To a child: Let’s go make a castle with a moat and a wall lined with shells for extra defense and let’s put a flag on top and have a drawbridge with a crab guarding the gate!
To an adult: Let’s sit in mud and drip mud on mud and mold it into a fancy cylindrical shape until the water comes and wipes it away and covers me with… more…mud…
Sandcastles are magical. In fact, if I didn’t have to sit in a puddle of sand and rocks in order to make them, I’d probably create my own sand-based summer house.
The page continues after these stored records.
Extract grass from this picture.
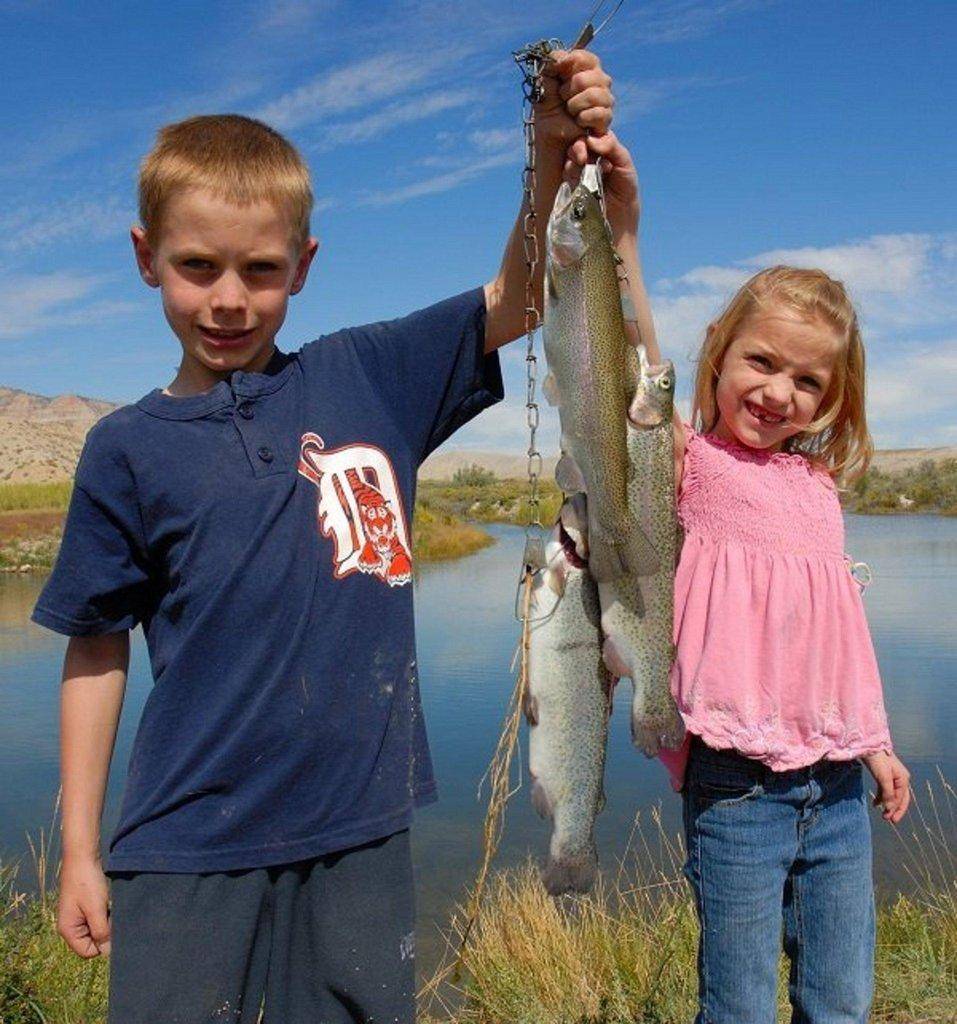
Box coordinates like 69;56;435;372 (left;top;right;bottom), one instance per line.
424;778;957;1024
0;480;73;512
842;459;957;515
412;504;492;564
0;483;492;569
0;777;957;1024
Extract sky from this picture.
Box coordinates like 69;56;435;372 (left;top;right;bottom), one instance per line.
0;0;957;454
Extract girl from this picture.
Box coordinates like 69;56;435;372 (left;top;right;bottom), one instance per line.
566;133;909;1024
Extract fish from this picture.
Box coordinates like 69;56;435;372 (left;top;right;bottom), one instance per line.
523;495;614;896
598;345;685;757
543;164;660;583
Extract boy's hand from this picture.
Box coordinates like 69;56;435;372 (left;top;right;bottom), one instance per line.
56;857;110;959
535;50;615;154
861;751;911;825
565;131;641;244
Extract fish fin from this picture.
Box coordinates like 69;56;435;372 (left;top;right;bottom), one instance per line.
632;711;686;758
522;690;538;725
555;452;584;495
632;682;686;758
541;843;598;896
602;666;618;718
545;262;558;299
589;527;661;583
541;374;561;406
602;636;633;679
531;778;555;821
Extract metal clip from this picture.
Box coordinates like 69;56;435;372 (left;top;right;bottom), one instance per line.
844;556;874;594
568;0;624;50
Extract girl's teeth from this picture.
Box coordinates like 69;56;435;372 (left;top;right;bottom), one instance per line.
748;404;784;423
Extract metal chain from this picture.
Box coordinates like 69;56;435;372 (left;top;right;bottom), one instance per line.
513;40;561;574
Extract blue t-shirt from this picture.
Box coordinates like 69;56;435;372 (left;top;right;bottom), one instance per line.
33;289;503;871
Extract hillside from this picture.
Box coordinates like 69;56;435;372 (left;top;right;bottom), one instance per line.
0;387;118;483
0;386;957;483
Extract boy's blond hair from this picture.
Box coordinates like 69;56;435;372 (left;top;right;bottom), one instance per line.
691;266;874;482
139;114;312;246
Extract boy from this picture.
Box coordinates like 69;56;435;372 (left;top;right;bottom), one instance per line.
34;51;612;1024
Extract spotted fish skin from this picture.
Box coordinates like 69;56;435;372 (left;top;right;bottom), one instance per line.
525;495;612;896
599;346;685;757
543;165;659;583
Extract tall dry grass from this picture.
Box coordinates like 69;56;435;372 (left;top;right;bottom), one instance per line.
0;777;957;1024
423;776;957;1024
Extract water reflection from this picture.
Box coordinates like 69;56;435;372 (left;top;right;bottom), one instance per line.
0;516;957;966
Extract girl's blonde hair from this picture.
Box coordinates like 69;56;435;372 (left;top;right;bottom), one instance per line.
139;114;312;245
691;266;874;483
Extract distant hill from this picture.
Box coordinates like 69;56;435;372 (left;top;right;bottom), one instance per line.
419;445;957;480
0;386;957;483
0;387;119;483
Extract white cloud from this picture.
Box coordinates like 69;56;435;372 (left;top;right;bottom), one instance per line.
0;196;135;256
314;89;477;151
744;234;940;296
0;271;136;338
652;233;957;447
255;48;466;129
357;151;517;206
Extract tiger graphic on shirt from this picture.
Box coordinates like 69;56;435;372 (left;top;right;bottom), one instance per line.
299;432;412;587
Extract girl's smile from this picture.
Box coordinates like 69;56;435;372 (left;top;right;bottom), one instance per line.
712;304;842;452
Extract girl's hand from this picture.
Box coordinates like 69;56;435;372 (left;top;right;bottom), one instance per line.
565;131;641;244
56;856;110;959
861;751;911;825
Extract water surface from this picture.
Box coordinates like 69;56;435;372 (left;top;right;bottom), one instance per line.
0;516;957;968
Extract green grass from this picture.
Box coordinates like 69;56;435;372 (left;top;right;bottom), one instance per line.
412;504;492;565
424;778;957;1024
842;459;957;515
0;777;957;1024
0;480;73;512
But when you finish constructing the castle masterpiece and there is sand clinging to every square inch of skin and the only way to remove it is by going in the water (see previous sub-section for why this is not an option), it is entirely not worth it.
I can’t pinpoint the exact moment that I turned from beach lover to loather because it didn’t happen in an instant. Rather, my aversion to this summer setting happened over time, growing stronger as my maturing mind began to eliminate the desire for sandcastles and boogie boarding. Now, beach trips involve nothing more than reading cheesy summer romances and tanning (both of which are mentally and physically discomforting) and holding onto a time when sharks stayed in gummy packets, sand only held buried treasure and ignorance (of underwater creatures, at least) was truly bliss.